In other words, we would expect that more of a brain’s functionality would be in its physical substrate, rather than in some higher abstraction of its behavior. As it turns out, that’s what the empirical evidence of the last century and a half of neurological case studies show. (The current wave of fMRI studies are only confirming this and doing so with more granularity.)

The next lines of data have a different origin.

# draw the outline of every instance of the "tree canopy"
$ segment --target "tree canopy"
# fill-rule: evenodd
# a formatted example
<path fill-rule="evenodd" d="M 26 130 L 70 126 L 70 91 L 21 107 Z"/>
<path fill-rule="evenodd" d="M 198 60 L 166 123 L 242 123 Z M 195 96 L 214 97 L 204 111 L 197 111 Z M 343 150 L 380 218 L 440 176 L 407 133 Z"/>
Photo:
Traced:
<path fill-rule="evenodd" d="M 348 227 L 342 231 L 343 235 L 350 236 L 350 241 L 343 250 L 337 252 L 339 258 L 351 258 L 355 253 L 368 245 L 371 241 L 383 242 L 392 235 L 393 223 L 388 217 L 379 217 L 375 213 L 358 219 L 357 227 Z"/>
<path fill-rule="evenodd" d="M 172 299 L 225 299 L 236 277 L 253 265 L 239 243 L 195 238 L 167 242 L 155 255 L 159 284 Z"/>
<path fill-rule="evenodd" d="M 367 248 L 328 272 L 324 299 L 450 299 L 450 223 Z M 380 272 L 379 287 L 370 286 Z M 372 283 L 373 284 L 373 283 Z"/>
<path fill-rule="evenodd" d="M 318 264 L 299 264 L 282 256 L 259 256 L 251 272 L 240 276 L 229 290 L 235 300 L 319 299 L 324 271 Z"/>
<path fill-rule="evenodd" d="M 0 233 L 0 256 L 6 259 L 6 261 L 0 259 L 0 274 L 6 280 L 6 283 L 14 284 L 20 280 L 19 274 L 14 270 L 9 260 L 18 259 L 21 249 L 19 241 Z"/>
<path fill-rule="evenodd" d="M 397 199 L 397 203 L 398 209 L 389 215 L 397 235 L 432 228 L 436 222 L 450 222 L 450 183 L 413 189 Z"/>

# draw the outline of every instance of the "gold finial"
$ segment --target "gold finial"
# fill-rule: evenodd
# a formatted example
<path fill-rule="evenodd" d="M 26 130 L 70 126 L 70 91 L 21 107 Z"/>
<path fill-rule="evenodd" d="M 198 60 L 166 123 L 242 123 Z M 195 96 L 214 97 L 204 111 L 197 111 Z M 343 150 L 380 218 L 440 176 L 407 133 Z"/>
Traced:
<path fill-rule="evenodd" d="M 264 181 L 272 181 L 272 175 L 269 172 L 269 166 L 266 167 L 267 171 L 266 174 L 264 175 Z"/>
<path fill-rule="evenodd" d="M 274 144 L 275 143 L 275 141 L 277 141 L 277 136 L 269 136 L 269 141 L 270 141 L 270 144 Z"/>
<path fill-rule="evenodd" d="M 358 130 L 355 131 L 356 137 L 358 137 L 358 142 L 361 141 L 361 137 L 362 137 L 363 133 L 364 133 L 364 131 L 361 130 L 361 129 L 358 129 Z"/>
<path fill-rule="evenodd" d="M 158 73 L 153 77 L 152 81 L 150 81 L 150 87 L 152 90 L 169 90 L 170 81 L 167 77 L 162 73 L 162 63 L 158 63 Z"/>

Jonas argues that we can’t be sure that the brain isn’t implementing some vast software layer. Strictly speaking, he’s right. But the evidence we have from neuroscience doesn’t match the evidence he obtained by lesioning a 6502 processor. In the case of brains, lesioning a specific region very often leads to specific function loss. If the brain were a general purpose computing system, we would expect results similar to those with the 6502, but we don’t get them.
Incidentally, lesioning a 6502 to see the effect it has on, say, Donkey Kong, is a mismatch between abstraction layers. Doing so seems more equivalent to lesioning my brain to see what effect it has on my ability to play Donkey Kong, rather than my overall mental capabilities. I suspect half the lesions might completely destroy my ability to play any video games, and many others would have no effect at all, similar to the results Jonas got.
Lesioning the 6502 to see what deficits arise in its general computing functionality would be a much more relevant study. This recognizes that the 6502 is a general computing machine, and should be tested as one, just as testing for brain lesions recognizes that a brain is ultimately a movement decision machine, not a general purpose computing one. (The brain is still a computational system, just not a general purpose one designed to load arbitrary software.)
All of which is to say, while I think Jonas’ point about neuroscience being very far from a full understanding of the brain is definitely true, that doesn’t mean the more limited levels of understanding it is currently garnering are useless. There’s a danger in being too rigid or binary in our use of the word “understanding”. Pointing out how limited that understanding is may have some cautionary value, but it ultimately does little to move the science forward.
What do you think? Am I just rationalizing the difference between brains and computer chips (as some proponents of this experiment argue)? Is there evidence for a vast software layer in the brain? Or is there some other aspect of this that I’m missing?